Background.We investigated antibody persistence in children 1 year after 2 doses of either an AS03B-adjuvanted split-virion or nonadjuvanted whole-virion monovalent pandemic influenza vaccine and assessed the immunogenicity and reactogenicity of a subsequent dose of trivalent influenza vaccine (TIV).
Methods.Children previously immunized at age 6 months to 12 years in the original study were invited to participate. After a blood sample was obtained to assess persistence of antibody against swine influenza A/H1N1(2009) pandemic influenza, children received 1 dose of 2010/2011 TIV, reactogenicity data were collected for 7 days, and another blood sample was obtained 21 days after vaccination.

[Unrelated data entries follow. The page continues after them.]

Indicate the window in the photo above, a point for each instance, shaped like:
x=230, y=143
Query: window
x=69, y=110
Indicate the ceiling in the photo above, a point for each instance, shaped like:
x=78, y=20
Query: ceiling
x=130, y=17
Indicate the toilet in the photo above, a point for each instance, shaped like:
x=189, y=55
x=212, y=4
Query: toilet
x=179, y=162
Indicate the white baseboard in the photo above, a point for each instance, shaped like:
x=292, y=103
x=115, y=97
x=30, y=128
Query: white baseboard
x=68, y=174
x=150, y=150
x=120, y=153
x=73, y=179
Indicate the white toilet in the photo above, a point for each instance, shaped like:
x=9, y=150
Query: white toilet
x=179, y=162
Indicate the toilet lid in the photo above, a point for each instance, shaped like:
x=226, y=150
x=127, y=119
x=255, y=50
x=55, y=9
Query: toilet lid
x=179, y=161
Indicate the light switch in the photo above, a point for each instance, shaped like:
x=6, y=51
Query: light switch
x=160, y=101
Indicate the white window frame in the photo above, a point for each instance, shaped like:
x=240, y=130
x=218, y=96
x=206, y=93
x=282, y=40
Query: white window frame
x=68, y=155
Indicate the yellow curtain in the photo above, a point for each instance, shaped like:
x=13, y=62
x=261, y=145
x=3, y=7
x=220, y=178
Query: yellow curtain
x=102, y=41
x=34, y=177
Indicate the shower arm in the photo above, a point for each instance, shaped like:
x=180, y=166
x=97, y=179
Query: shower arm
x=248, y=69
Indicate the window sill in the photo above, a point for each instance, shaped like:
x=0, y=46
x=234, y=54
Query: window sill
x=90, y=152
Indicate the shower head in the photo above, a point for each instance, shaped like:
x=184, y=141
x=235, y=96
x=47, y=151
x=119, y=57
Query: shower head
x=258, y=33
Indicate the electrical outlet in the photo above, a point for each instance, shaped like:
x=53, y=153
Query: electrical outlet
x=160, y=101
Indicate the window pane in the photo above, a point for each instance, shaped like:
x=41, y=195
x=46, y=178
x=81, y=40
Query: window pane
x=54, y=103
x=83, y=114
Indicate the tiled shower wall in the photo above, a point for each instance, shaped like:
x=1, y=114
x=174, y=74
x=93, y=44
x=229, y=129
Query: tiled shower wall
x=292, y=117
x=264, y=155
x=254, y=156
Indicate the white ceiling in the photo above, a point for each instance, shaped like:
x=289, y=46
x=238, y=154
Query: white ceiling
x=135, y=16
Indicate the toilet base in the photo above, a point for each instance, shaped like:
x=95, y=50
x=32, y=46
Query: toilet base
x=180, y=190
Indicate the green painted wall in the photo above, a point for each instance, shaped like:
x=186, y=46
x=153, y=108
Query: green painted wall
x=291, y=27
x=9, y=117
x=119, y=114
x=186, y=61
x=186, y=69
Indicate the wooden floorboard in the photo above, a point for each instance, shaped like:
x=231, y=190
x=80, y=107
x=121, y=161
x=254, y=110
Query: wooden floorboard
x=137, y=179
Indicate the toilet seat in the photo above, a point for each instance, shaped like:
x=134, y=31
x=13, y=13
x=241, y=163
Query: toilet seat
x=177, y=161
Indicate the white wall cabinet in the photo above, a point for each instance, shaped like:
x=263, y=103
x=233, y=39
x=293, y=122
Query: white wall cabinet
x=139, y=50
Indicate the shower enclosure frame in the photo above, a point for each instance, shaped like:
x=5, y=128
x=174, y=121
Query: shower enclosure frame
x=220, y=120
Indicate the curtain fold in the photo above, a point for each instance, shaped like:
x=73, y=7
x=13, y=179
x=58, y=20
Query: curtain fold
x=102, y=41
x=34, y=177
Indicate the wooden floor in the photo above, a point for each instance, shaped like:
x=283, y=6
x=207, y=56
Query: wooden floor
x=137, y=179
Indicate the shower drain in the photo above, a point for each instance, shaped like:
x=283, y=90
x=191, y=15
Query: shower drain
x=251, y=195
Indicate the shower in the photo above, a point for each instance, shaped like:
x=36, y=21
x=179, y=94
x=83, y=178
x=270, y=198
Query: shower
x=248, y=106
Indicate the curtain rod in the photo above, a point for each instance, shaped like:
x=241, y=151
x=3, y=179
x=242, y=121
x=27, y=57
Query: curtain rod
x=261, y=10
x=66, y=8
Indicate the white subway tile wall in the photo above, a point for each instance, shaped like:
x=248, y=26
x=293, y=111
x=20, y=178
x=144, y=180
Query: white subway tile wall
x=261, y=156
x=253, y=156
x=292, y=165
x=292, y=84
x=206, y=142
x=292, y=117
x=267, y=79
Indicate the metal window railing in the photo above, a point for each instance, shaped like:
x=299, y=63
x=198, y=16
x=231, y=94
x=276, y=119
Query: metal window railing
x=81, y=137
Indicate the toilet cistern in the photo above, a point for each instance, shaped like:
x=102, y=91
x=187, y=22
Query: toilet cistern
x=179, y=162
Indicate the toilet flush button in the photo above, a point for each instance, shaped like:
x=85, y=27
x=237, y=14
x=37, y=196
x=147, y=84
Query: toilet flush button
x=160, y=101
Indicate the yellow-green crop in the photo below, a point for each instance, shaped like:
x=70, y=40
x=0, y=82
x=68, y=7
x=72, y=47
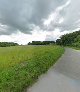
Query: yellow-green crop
x=20, y=66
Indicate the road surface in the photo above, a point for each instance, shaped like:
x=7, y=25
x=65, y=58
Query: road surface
x=64, y=76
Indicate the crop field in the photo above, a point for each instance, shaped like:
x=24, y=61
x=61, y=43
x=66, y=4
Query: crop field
x=20, y=66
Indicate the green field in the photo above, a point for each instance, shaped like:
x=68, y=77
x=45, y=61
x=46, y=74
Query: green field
x=20, y=66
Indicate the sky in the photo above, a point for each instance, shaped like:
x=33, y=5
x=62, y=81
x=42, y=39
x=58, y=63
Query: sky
x=23, y=21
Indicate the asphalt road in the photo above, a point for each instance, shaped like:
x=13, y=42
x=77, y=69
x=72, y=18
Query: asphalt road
x=64, y=76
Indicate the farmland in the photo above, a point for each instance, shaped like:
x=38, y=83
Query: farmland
x=20, y=66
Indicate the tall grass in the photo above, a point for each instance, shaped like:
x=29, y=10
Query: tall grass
x=20, y=66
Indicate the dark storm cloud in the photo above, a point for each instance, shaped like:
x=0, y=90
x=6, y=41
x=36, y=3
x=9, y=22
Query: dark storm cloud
x=22, y=14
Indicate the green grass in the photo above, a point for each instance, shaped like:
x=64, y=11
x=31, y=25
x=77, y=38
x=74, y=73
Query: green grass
x=21, y=66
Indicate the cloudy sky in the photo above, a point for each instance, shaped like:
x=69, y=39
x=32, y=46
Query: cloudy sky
x=22, y=21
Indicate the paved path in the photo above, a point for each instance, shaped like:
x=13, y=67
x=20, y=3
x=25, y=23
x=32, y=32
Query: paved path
x=63, y=77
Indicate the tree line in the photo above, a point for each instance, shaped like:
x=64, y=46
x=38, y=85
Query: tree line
x=41, y=42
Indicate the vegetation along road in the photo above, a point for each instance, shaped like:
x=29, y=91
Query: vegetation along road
x=63, y=77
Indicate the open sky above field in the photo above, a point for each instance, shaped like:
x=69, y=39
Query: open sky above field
x=26, y=20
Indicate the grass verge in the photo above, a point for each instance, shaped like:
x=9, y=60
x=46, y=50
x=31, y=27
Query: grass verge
x=21, y=66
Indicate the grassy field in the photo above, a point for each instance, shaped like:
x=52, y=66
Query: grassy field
x=20, y=66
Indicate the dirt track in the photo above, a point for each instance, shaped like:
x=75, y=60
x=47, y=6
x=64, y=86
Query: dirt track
x=63, y=77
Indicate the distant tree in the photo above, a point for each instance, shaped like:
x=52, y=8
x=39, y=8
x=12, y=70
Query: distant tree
x=68, y=39
x=7, y=44
x=41, y=42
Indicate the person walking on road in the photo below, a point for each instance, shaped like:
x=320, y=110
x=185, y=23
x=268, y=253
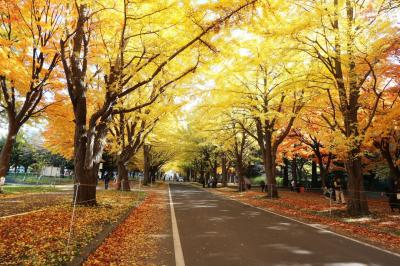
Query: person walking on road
x=337, y=185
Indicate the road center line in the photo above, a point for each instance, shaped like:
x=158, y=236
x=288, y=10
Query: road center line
x=306, y=224
x=179, y=260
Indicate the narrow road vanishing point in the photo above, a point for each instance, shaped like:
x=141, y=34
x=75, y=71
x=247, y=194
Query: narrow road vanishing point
x=211, y=230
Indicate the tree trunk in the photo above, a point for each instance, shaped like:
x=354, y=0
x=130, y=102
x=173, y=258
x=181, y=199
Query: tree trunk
x=314, y=176
x=286, y=172
x=224, y=170
x=6, y=151
x=85, y=185
x=294, y=170
x=357, y=202
x=270, y=171
x=146, y=169
x=123, y=181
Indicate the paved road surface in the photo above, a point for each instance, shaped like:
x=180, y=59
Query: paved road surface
x=218, y=231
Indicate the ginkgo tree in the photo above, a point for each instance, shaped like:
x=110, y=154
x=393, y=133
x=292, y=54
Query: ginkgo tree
x=350, y=40
x=29, y=31
x=147, y=51
x=268, y=85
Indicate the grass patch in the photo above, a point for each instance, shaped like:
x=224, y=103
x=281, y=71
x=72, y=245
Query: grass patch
x=40, y=238
x=28, y=189
x=34, y=179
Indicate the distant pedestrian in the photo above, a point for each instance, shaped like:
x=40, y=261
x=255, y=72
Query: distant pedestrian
x=262, y=185
x=2, y=182
x=337, y=186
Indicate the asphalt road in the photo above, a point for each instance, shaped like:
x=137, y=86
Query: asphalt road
x=218, y=231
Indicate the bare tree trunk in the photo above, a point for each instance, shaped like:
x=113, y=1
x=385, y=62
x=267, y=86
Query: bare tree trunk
x=5, y=155
x=294, y=170
x=357, y=202
x=286, y=172
x=123, y=181
x=270, y=171
x=224, y=170
x=146, y=160
x=314, y=176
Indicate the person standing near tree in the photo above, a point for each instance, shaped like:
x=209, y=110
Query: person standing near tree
x=337, y=185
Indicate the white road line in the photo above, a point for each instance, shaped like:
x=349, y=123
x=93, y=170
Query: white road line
x=313, y=226
x=179, y=260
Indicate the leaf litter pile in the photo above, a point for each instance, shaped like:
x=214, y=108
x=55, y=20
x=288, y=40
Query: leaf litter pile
x=381, y=228
x=135, y=241
x=40, y=238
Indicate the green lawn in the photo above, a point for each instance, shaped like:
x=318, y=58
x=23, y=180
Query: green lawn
x=33, y=179
x=9, y=189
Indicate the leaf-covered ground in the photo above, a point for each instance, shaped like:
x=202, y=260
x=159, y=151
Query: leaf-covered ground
x=381, y=228
x=137, y=240
x=40, y=238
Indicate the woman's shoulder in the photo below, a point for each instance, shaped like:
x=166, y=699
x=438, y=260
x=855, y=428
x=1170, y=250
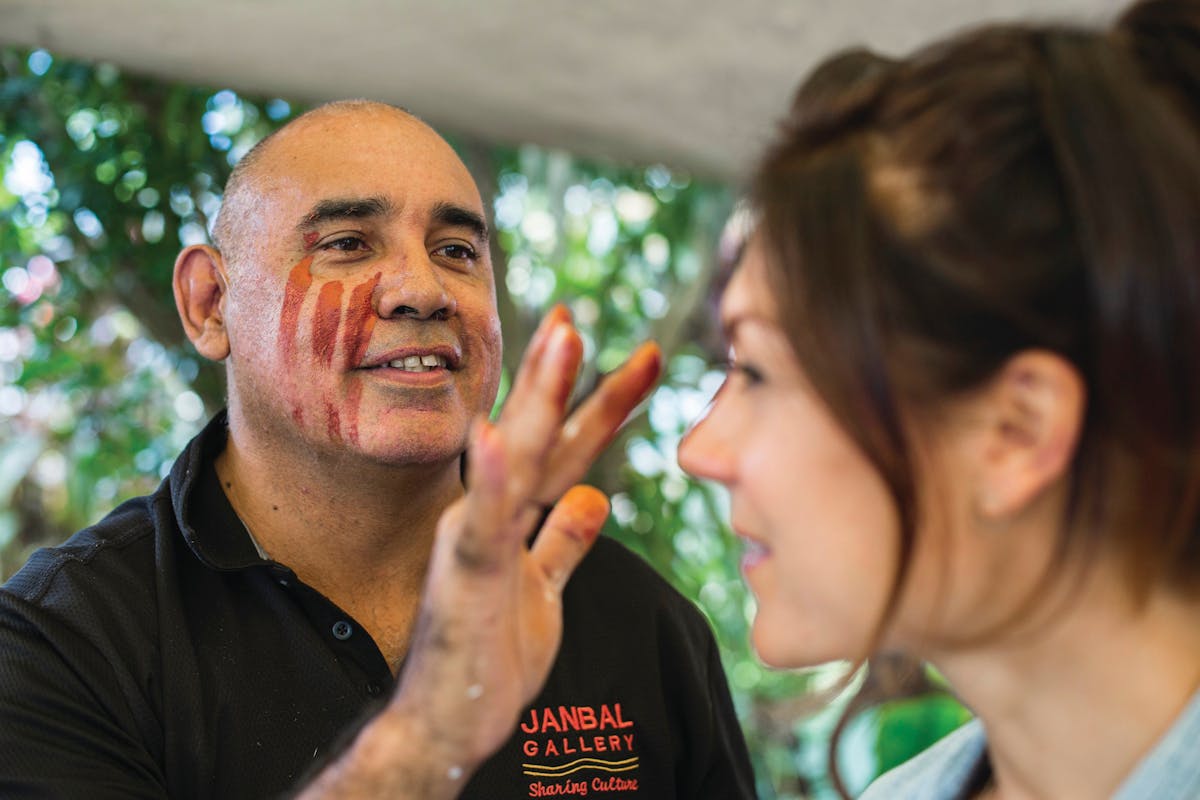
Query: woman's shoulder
x=940, y=773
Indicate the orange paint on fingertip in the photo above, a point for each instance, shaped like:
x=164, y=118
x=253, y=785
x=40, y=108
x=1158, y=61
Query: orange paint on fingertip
x=585, y=510
x=647, y=360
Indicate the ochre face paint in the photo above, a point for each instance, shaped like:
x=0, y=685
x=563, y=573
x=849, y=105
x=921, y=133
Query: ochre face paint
x=325, y=322
x=293, y=300
x=353, y=397
x=359, y=322
x=299, y=281
x=333, y=421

Results.Of 323 children recruited, 302 received TIV. Antibody persistence (defined as microneutralization [MN] titer ≥1:40) 1 year after initial vaccination was significantly higher in the AS03B-adjuvanted compared with the whole-virion vaccine group, 100% (95% confidence interval [CI], 94.1%–100%) vs 32.4% (95% CI, 21.5%–44.8%) in children immunized <3 years old and 96.9% (95% CI, 91.3%–99.4%) vs 65.9% (95% CI, 55.3%–75.5%) in those 3–12 years old at immunization, respectively (P < .001 for both groups). All children receiving TIV had post-vaccination MN titers ≥1:40. Although TIV was well tolerated in all groups, reactogenicity in children <5 years old was slightly greater in those who originally received AS03B-adjuvanted vaccine.
Conclusions.This study provides serological evidence that 2 doses of AS03B-adjuvanted pandemic influenza vaccine may be sufficient to maintain protection across 2 influenza seasons. Administration of TIV to children who previously received 2 doses of either pandemic influenza vaccine is safe and is immunogenic for the H1N1 strain.